Segundo Dia do Julgamento de Jair Bolsonaro Acusado de Tentativa de Golpe de Estado em 2022

O julgamento do antigo presidente brasileiro Jair Bolsonaro retoma esta quarta-feira, dia 3 de Setembro, a partir das 9 horas, quando são ouvidos os argumentos dos advogados de Bolsonaro; do ex-ministro do Gabinete de Segurança Institucional (GSI), Augusto Heleno; ex-ministro da Defesa, Paulo Sérgio Nogueira e do general Braga Netto, ex-ministro de Bolsonaro e candidato à vice presidente nas eleições presidenciais de 2022.

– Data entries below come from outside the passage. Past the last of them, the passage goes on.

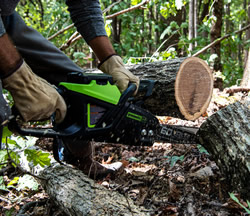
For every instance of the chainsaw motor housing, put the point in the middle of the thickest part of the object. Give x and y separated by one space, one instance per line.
97 111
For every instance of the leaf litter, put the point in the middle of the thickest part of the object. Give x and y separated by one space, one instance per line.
169 179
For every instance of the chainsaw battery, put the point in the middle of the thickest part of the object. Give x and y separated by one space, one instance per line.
86 78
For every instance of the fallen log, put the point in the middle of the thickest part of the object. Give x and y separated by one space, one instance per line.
183 87
76 194
226 136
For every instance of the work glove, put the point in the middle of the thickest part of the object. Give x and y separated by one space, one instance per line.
121 76
34 97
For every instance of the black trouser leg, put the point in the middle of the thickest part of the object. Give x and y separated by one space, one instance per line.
45 59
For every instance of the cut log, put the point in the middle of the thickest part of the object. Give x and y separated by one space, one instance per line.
75 194
226 136
183 87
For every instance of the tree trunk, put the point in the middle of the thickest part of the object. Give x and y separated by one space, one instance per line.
183 87
216 32
75 194
245 82
191 24
226 137
246 75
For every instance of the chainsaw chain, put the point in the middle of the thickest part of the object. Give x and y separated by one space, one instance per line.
177 134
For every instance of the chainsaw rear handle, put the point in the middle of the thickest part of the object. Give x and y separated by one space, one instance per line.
127 94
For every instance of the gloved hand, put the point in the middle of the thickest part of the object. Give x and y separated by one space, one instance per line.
121 76
34 97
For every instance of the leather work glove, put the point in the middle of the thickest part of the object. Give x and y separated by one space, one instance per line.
121 76
34 97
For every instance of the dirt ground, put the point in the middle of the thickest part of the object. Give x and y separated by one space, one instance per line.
170 179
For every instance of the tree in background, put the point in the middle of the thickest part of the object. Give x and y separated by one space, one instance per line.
156 30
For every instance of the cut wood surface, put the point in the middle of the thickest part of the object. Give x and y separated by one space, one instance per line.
183 86
226 136
75 194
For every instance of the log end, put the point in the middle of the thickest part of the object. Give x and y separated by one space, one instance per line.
193 87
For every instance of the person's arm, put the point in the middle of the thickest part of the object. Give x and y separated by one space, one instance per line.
34 98
88 19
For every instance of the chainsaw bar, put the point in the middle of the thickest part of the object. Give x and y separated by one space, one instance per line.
177 134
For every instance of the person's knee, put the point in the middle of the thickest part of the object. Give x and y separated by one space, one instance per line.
5 110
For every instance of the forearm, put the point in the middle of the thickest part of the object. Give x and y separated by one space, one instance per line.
102 47
10 60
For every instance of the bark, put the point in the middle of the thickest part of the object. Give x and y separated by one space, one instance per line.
246 75
226 137
75 194
183 87
191 24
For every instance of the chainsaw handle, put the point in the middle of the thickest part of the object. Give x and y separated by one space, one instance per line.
127 94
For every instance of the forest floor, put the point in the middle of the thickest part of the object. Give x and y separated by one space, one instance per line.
170 179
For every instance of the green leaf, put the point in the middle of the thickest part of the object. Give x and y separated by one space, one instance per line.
2 185
173 159
133 159
13 182
4 157
202 149
37 157
234 198
27 181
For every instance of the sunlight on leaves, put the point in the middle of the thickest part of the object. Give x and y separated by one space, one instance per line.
27 182
37 157
234 198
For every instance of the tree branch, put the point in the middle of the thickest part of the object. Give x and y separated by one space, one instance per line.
219 40
107 17
128 9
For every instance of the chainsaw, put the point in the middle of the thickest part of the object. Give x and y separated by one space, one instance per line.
96 110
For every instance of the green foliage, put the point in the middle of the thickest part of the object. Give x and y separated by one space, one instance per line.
202 149
174 159
27 182
146 34
37 157
234 198
2 185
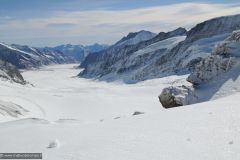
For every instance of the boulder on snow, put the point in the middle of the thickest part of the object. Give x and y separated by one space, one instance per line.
137 113
177 96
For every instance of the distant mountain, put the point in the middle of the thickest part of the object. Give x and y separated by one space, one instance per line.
135 37
126 61
10 72
163 55
14 57
79 52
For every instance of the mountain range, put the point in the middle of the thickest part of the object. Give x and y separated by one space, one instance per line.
174 52
14 57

O julgamento de Jair Bolsonaro (PL) e mais sete réus são acusados como golpistas e o julgamento começou ontem dia 1 de Setembro com a leitura do relatório pelo ministro Alexandre de Moraes, resumindo tudo o que ocorreu no processo, refere a Agencia Brasil. Na sequência, o procurador-geral da República, Paulo Gonet, apresentou sua manifestação, em que pediu a condenação de todos os oito réus acusados de tentativa de golpe de estado após eleições de 2022.

O Procurador-geral da República, Paulo Gonet, defendeu a condenação de Bolsonaro e dos demais acusados. Foram destinadas oito sessões para análise do caso, marcadas para os dias 2, 3, 9, 10 e 12 de Setembro.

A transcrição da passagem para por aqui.